FashioNation has been bringing alternative style to the Mile High City since 1987, consistently sticking to its mission of presenting unique attire at affordable prices. One of the first independent retailers in the country to carry Doc Martens, as well as one of the area's early vendors of Manic Panic hair dye, FashioNation has stayed one step ahead of the mainstream curve. The spacious South Broadway store is well stocked with bullet belts, kitten heels and leather jackets for adults, but its secret weapon is the wild apparel available for kids and babies. In-store offshoot Babysitter's Nightmare carries the coolest diaper bags in town, along with tutus, mini-Mary Janes and onesies for wee ones.
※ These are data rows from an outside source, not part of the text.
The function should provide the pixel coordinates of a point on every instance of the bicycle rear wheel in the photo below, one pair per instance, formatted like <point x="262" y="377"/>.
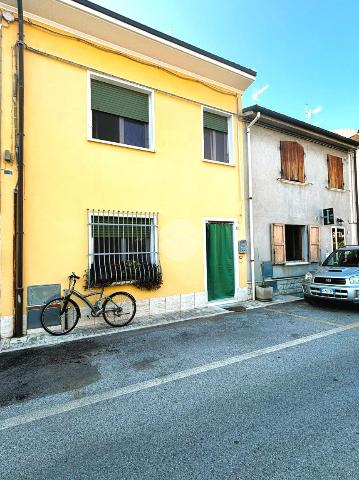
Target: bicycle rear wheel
<point x="60" y="315"/>
<point x="119" y="309"/>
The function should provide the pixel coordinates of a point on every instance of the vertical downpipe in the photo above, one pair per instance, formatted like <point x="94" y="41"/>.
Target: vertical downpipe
<point x="356" y="196"/>
<point x="250" y="203"/>
<point x="19" y="254"/>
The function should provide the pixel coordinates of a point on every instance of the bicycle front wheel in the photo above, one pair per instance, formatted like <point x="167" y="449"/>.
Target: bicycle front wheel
<point x="60" y="315"/>
<point x="119" y="309"/>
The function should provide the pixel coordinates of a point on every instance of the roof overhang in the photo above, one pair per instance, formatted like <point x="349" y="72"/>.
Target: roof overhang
<point x="82" y="17"/>
<point x="292" y="126"/>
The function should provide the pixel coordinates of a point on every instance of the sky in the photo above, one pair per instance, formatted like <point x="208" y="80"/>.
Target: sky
<point x="306" y="51"/>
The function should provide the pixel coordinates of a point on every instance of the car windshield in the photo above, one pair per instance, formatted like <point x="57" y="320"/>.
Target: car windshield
<point x="342" y="258"/>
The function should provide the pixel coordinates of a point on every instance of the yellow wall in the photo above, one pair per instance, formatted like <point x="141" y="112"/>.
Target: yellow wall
<point x="65" y="173"/>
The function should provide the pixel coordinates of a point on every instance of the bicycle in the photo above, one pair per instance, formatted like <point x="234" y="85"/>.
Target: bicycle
<point x="61" y="314"/>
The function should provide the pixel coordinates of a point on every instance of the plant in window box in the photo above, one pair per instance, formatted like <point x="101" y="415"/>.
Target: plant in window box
<point x="264" y="292"/>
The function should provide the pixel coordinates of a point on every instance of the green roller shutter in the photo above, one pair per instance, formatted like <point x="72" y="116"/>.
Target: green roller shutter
<point x="215" y="122"/>
<point x="124" y="102"/>
<point x="220" y="261"/>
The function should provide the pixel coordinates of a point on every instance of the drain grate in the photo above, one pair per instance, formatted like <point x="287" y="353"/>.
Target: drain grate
<point x="236" y="308"/>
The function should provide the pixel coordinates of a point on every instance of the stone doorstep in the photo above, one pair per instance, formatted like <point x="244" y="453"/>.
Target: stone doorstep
<point x="39" y="338"/>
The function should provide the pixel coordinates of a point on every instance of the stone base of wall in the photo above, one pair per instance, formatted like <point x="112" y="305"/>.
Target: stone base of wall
<point x="290" y="285"/>
<point x="6" y="326"/>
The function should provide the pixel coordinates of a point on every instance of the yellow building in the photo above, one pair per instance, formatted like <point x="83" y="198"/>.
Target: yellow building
<point x="133" y="162"/>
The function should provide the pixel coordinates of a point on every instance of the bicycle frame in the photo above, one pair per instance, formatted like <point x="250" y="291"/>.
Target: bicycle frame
<point x="94" y="309"/>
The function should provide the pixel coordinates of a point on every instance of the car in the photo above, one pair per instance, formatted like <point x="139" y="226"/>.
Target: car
<point x="336" y="279"/>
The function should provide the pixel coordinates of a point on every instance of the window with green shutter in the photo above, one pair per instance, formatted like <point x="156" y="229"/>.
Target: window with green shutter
<point x="119" y="114"/>
<point x="215" y="135"/>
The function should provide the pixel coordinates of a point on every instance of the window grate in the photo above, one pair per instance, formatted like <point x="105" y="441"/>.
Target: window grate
<point x="123" y="249"/>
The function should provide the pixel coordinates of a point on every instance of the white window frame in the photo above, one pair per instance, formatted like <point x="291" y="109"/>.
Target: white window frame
<point x="230" y="136"/>
<point x="335" y="229"/>
<point x="129" y="86"/>
<point x="153" y="241"/>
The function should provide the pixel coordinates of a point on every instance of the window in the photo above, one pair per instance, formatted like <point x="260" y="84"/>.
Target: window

Since the store's inception, owners Paul and Pam Italiano have maintained creative control of FashioNation's inventory, picking out every platform boot and military jacket that makes it onto the rack.

1594 S. Broadway
303-832-2909
vixensandangels.com
Station
Courtesy David Bywater

Another new business that recently popped up in Five Points, Station fits the neighborhood like a glove: Offering a blend of streetwear on its racks and street art on its walls, the boutique and gallery brings a new vibe to Welton Street that has appeal for the neighborhood's hip-hop and artist communities alike. Owner David Bywater proudly stocks clothing brands new to Denver, including one-of-a-kind artist T-shirts and caps, as well as art books, collectible toys and spray paint, and he hosts monthly art openings featuring scads of street artists with local and international cred, from Colorado native 84pages to London's Mr. Penfold. Hop on your skateboard and fly on over.